Workload example: Containerised web service - AWS Prescriptive Guidance

Workload example: Containerised web service

This workload is an example of Theme 2: Manage immutable infrastructure through secure pipelines.

The web service runs on Amazon ECS and uses a database in Amazon RDS. The application team defines these resources in an AWS CloudFormation template. Containers are created with EC2 Image Builder and stored in Amazon ECR. The application team deploys changes to the system through AWS CodePipeline. This pipeline is restricted to the application team. When the application team makes a pull request for the code repository, the two-person rule is used.

For this workload, the application team takes the following actions to address the Essential Eight strategies.

Application control

Patch applications

  • The application team enables scanning for Amazon ECR container images in Amazon Inspector and configures alerts for deprecated or vulnerable libraries.

  • The application team automates their responses to Amazon Inspector findings. New findings initiate their deployment pipeline through an Amazon EventBridge trigger, and CodePipeline is the target.

  • The application team enables AWS Config to track AWS resources for asset discovery.

Restrict administrative privileges

  • The application team is already restricting access to production deployments through an approval rule on their deployment pipeline.

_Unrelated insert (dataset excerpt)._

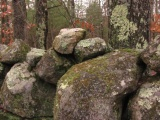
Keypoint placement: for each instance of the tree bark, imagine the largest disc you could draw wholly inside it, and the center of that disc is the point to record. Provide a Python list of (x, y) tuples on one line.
[(19, 19), (42, 24)]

  • The application team relies on the centralised cloud team's identity federation for rotation of credentials and centralised logging.

  • The application team creates a CloudTrail trail and CloudWatch filters.

  • The application team sets up Amazon SNS alerts for CodePipeline deployments and CloudFormation stack deletions.

Patch operating systems

  • The application team enables scanning for Amazon ECR container images in Amazon Inspector and configures alerts for OS patch updates.

  • The application team automates their response to Amazon Inspector findings. New findings initiate their deployment pipeline through an EventBridge trigger, and CodePipeline is the target.

  • The application team subscribes to Amazon RDS event notifications so that they are informed about updates. They make a risk-based decision with their business owner about whether to apply these updates manually or let Amazon RDS apply them automatically.

  • The application team configures the Amazon RDS instance to be a multi-Availability Zone cluster in order to reduce the impact of maintenance events.

Multi-factor authentication

  • The application team relies on the centralised identity federation solution described in the Core architecture section. This solution enforces MFA, logs authentications, and alerts on or automatically responds to suspicious MFA events.

Regular backups

  • The application team configures AWS Backup to automate backup of the data their Amazon RDS cluster.

  • The application team stores CloudFormation templates in a code repository.

  • The application team develops an automated pipeline to create a copy of their workload in another Region and run automated tests (AWS blog post). After the automated tests run, the pipeline destroys the stack. This pipeline automatically runs once a month and validates the effectiveness of the recovery procedures.